Kevin Spacey Says 'House of Cards' Isn't Too Different from Washington, D.C.
The typically unified Sunday morning shows splintered between segments on Obamacare, climate change, 2016, and the Olympics, giving actor Kevin Spacey the spotlight.
The typically unified Sunday morning shows splintered between segments on Obamacare, climate change, 2016 speculation, and the Sochi Olympics, giving actor Kevin Spacey the spotlight. On This Week, Spacey talked with George Stephanopoulos about "House of Cards," the second season of which Spacey was hawking.
The first topic was the Netflix drama's verisimilitude to the real life political machinations of Washington, D.C. Spacey enthusiastically explained that, given the dysfunction in government and the national obsession with the show, his work as the brooding, calculating Frank Underwood felt like "performance art."
After a day of shooting the show, Spacey described coming home to watch the news and having the sense that "our story lines are not that crazy." On the unpopularity of Washington, he added:
"Well, I've heard from lots of people and some people feel 99 percent of the show is accurate and the one percent that isn't is that you could never get an education bill passed that fast."
To prepare for his role, Spacey actually shadowed Kevin McCarthy, the real-life House majority whip from California, to get perspective on how the leadership leans on other representatives to vote a certain way or to make a deal happen. The experience changed everything for Spacey.
To avoid spoilers, Stephanopoulos and Spacey delved more into the idea of the show itself, putting it somewhere in between a document of its era and a fantasy.
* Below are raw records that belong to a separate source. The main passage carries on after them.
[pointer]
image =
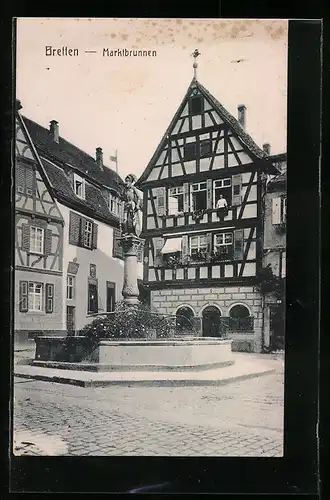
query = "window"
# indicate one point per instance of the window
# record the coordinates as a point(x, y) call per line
point(117, 249)
point(92, 297)
point(185, 320)
point(283, 210)
point(199, 196)
point(35, 296)
point(196, 105)
point(31, 297)
point(175, 200)
point(79, 186)
point(70, 287)
point(223, 245)
point(87, 233)
point(206, 147)
point(189, 151)
point(49, 297)
point(82, 232)
point(36, 240)
point(222, 187)
point(240, 319)
point(198, 246)
point(279, 210)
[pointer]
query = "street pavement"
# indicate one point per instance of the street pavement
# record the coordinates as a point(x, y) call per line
point(239, 419)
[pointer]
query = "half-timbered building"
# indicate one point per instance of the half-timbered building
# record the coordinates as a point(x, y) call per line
point(38, 243)
point(202, 221)
point(274, 246)
point(89, 204)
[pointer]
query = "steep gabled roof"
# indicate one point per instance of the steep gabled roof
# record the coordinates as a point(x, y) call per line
point(67, 153)
point(227, 117)
point(233, 123)
point(94, 203)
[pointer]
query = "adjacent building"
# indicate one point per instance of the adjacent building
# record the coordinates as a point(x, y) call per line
point(203, 192)
point(68, 265)
point(275, 216)
point(39, 243)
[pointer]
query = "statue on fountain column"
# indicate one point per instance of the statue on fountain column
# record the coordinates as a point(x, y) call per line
point(132, 207)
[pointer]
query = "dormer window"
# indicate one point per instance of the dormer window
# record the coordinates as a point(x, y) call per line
point(114, 204)
point(196, 105)
point(206, 147)
point(79, 186)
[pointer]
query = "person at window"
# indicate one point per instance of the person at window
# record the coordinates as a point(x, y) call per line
point(222, 207)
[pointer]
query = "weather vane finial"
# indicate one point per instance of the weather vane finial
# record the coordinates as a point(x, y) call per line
point(195, 54)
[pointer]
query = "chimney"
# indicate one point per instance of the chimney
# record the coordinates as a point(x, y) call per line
point(54, 131)
point(266, 148)
point(99, 157)
point(241, 108)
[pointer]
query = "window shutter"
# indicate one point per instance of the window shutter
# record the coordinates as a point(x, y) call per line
point(20, 179)
point(209, 243)
point(23, 296)
point(173, 205)
point(94, 236)
point(29, 181)
point(74, 229)
point(209, 186)
point(140, 253)
point(186, 203)
point(161, 193)
point(26, 237)
point(276, 210)
point(185, 248)
point(49, 298)
point(48, 241)
point(284, 209)
point(236, 190)
point(158, 245)
point(238, 244)
point(283, 270)
point(117, 249)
Spacey nodded at the many who believe that "House of Cards" is the "antithesis" of "The West Wing," a similarly fantastical show, but one that traded in the idealism and cheerfulness of the late 1990s rather than the disillusion of today.
Speaking of Frank Underwood's leadership style and the perks of ruthlessness, Spacey declared that he felt his character was more in line with President Lyndon Johnson, whose legacy is being reexamined as his major policies turn 50 years old this year:
“Lyndon [B.] Johnson is a character that my character in ‘House of Cards’ admires. During his lifetime and certainly during his presidency he took an enormous amount of criticism, certainly for his policies in Vietnam. But we also have to look at the fact that he passed three civil rights bills in a very short presidency."
Coincidentally enough, the front page of Sunday's New York Times had led with a story on that exact topic.